The setup UI already runs in k8s (the appliance-control-plane Deployment, deployed by bootstrap-control-plane.sh), but its image is baked + imported, so UI/engine changes still require an ISO. To finish that goal:

  • Publish the control-plane image to ghcr (artifact #4) and add controlPlane to the release manifest.
  • Keep a baseline control-plane image baked in the ISO so first boot can serve the UI with no network dependency.
  • On boot, bootstrap-control-plane.sh resolves the channel's release manifest, and if controlPlane differs from the baked baseline, pulls it from ghcr and rolls the Deployment to it. Result: setup-UI / host-service updates become a channel repoint — no ISO. The ISO then only needs re-burning for k3s / base OS / Flux controllers / systemd units / the autoinstall seed.
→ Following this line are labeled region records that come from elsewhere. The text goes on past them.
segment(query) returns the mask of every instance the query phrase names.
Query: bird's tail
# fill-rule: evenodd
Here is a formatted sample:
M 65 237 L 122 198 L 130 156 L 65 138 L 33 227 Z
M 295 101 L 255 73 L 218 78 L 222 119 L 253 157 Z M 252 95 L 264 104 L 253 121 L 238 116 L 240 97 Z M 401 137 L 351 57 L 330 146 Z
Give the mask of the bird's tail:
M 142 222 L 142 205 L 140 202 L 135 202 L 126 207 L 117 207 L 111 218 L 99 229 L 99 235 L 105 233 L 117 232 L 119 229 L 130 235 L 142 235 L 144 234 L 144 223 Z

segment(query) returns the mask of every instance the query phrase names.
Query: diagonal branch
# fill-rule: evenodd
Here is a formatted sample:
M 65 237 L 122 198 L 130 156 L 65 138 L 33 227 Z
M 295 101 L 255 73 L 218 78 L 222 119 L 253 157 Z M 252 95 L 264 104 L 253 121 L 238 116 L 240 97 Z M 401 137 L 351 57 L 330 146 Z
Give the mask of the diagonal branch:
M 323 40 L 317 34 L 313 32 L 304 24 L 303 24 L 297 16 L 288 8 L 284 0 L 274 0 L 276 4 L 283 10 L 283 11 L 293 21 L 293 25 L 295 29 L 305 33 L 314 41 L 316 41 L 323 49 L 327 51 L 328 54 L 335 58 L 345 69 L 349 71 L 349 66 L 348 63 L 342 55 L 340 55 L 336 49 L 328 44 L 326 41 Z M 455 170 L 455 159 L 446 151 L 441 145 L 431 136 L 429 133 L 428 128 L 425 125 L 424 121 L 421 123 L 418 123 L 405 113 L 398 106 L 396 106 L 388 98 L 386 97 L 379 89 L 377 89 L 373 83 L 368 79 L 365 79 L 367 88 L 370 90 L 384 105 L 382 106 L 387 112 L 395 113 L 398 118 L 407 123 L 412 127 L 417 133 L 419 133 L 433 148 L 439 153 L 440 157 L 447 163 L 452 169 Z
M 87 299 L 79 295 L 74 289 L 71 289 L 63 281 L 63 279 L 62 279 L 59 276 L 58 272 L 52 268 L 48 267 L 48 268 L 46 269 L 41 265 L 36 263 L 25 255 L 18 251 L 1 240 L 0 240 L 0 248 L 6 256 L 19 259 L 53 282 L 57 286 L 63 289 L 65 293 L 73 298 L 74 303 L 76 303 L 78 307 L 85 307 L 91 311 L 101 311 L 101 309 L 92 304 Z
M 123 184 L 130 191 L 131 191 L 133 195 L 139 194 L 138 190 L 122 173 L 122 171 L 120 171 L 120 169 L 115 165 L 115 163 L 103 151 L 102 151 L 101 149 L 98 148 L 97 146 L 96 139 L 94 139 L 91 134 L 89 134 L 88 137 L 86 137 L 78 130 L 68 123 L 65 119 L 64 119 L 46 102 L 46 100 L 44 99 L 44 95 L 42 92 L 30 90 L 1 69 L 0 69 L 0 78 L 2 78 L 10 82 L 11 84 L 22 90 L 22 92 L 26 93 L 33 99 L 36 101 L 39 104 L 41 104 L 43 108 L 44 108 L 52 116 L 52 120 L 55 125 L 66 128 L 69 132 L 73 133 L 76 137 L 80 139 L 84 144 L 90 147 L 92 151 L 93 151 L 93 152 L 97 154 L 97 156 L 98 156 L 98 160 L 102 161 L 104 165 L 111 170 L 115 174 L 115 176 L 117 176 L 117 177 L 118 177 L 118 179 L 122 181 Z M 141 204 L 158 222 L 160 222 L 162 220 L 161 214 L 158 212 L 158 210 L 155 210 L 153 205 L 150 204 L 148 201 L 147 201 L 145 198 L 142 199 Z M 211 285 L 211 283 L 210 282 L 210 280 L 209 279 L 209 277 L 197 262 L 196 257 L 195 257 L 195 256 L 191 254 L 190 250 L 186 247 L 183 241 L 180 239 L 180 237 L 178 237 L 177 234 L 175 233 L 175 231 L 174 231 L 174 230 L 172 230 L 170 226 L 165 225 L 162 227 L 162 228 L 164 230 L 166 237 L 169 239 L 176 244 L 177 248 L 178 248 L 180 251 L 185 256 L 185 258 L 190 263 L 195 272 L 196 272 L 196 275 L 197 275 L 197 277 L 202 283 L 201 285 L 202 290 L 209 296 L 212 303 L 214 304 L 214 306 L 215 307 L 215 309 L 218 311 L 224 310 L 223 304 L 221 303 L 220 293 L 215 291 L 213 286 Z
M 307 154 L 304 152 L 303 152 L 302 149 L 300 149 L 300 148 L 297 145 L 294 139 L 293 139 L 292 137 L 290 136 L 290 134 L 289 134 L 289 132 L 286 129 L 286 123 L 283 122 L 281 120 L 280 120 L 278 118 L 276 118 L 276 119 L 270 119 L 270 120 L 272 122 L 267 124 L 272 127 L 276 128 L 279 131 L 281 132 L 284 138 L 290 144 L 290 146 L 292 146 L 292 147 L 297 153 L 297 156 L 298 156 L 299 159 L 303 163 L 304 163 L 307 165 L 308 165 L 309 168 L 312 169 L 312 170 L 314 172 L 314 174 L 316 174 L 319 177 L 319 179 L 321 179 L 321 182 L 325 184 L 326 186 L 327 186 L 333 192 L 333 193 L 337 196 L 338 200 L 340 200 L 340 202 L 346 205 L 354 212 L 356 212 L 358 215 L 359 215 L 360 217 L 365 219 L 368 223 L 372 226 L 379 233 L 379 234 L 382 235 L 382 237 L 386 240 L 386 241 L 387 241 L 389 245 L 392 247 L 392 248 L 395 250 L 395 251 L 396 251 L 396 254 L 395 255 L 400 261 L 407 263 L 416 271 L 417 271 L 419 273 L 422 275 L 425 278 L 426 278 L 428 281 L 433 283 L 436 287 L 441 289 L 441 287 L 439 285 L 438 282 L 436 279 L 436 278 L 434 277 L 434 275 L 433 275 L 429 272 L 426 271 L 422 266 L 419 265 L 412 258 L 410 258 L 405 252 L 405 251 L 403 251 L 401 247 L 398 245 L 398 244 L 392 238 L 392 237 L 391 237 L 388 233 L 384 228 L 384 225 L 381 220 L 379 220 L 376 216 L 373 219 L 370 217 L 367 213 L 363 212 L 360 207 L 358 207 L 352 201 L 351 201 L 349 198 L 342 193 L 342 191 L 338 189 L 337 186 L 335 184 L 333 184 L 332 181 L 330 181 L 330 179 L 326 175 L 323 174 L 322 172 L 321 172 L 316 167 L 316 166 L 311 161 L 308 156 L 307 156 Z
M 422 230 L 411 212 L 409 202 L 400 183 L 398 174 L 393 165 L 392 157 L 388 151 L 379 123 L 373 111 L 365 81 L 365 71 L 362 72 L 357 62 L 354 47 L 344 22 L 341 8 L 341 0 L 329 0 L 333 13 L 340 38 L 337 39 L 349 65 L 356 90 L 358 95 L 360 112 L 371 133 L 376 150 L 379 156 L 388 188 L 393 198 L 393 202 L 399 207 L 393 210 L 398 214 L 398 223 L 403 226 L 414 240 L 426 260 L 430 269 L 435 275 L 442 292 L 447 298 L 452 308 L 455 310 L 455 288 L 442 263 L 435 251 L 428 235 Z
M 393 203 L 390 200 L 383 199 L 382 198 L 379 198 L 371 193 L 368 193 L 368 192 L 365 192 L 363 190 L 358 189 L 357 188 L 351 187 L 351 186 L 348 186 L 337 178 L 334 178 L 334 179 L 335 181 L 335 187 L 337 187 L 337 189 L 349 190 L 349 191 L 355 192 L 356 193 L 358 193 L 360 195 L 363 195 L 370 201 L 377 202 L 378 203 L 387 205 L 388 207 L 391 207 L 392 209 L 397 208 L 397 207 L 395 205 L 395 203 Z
Consume side (ee/appliance/host-service/setup-engine.mjs)

  • resolveChannelMetadata: HTTP to ghcr registry API — token (GET /token?scope=repository:nine-minds/alga-appliance-release:pull) → GET /v2/.../manifests/<channel> → fetch the config blob = the release manifest JSON. No git.
  • applyFluxSource: create a Flux OCIRepository (source.toolkit.fluxcd.io) at config.repository pinned to config.digest, plus a Kustomization with sourceRef: { kind: OCIRepository }. No GitRepository.
  • Image tags come from manifest.images, injected into the per-release values ConfigMap exactly as today.
  • The flux-base HelmReleases (inside the config bundle) reference OCI charts pinned to manifest.charts[name].
  • validateSetupInputs: keep channel; optional advanced override pins to a specific version/digest.

Publish side (Argo, ~/nm-kube-config/alga-psa/workflows)

The publish stage is owned by the ~/nm-kube-config Argo workflow and is gated on release/promote parameters (auth via the existing github-token secret, user robertisaacs):

  1. helm package + helm push oci://ghcr.io/nine-minds/charts/<name> for each chart.
  2. Render ee/appliance/flux/ with chart sources rewritten to OCI refs+versions; flux push artifact oci://ghcr.io/nine-minds/alga-appliance-config:<version> (capture digest).
  3. Build the release manifest JSON (images from the build, config digest from step 2, chart versions from step 1) and oras push oci://ghcr.io/nine-minds/alga-appliance-release:<channel> (and :<version>).

Decisions (made, with rationale)

  • Full OCI (charts + flux base + manifest all in the registry) rather than a host-templated base — it keeps base/structure changes out of the control-plane image (a new bundle artifact, not a rebuild) and is Flux-native.
  • Channel = OCI tag on the release manifest; everything else pinned by digest/version for immutability.
  • ghcr only for now (the appliance already requires ghcr egress; the preflight already checks ghcr.io/v2/). Harbor mirror optional later.
  • Public read on these metadata/chart artifacts (no pull secret needed), matching how images are pulled today.

Bootstrapping / rollout

  • Publishing requires the Argo additions to run. To validate the consume side before wiring CI, the artifacts can be published once manually from a workstation (helm push, flux push artifact, oras push with a gh token).
  • This engine change ships in the control-plane image, so one more control-plane image build + ISO is needed; after that, channel/tag/release changes are registry-only (publish artifacts → appliance picks them up; no control-plane rebuild, no ISO, no branch).